In 1913, on the initiative of the Italian government, the Istituto Nazionale di Credito per la Cooperazione was founded with a mission to support the expansion of the cooperative movement in Italy. At a time when the Italian economy was still extremely rural in character and in need of industrialisation, the new financial institution provided tailored services to the agriculture and fisheries sectors and also financed the Italian movie industry.
In the mid-1920s the cooperative system encountered a serious crisis and the new bank had to be restructured. In March 1929 the Fascist government decided to transform the bank into a state-run entity, under the supervision of the Treasury, and gave it a new name: Banca Nazionale del Lavoro. BNL’s main business was providing loans and it achieved strong growth, especially in its international network.
After the Second World War, BNL played an active part in Italy’s economic reconstruction and was closely involved both in the growth of the film industry and automaker FIAT’s plans for modernisation.

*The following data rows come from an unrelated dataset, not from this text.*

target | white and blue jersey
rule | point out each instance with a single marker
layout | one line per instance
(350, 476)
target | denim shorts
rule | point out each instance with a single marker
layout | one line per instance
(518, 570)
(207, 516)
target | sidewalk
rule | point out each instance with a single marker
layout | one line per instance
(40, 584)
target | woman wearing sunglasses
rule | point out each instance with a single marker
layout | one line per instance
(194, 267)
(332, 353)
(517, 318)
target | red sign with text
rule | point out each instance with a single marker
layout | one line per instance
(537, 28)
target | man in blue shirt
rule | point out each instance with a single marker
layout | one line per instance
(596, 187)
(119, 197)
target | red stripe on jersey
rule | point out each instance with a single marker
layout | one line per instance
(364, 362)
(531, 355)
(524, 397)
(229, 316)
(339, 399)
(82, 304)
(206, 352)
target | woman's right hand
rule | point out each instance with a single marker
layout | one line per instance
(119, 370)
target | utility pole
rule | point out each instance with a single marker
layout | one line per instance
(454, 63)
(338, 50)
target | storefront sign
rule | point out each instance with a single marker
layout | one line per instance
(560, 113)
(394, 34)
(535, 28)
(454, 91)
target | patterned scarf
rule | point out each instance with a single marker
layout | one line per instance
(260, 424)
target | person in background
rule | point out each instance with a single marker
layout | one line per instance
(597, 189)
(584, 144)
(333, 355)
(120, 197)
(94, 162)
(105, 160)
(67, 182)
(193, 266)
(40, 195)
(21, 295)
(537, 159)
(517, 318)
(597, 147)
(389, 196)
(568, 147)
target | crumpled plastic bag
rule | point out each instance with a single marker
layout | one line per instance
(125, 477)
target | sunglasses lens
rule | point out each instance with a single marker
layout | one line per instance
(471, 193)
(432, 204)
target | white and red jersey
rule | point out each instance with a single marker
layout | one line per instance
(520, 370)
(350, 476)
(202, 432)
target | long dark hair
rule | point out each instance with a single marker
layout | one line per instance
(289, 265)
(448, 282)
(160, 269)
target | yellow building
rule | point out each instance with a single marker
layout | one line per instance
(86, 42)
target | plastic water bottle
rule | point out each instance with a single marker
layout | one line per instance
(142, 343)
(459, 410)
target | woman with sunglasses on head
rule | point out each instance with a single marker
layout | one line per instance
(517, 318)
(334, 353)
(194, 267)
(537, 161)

The bank also had a key role in the ‘Green Plan’ – i.e. the disbursement of loans under the Marshall Plan to promote agriculture and development in the south of Italy.
By 1964, BNL had become the leading financial institution in Italy. However, its power waned with the slowdown in the economy during the 1970s.
Increasing competition, the process of bank sector liberalisation and the European drive towards open markets all led to structural reforms and to the eventual sale of BNL out of State hands: the bank was privatised in 1998.
In 2006, following a lightning operation which lasted just one week, BNP Paribas took control of BNL, thus making Italy BNP Paribas’ second ‘domestic’ market. By the time BNL celebrated its 100th anniversary in 2013 it had become a thoroughly modern bank.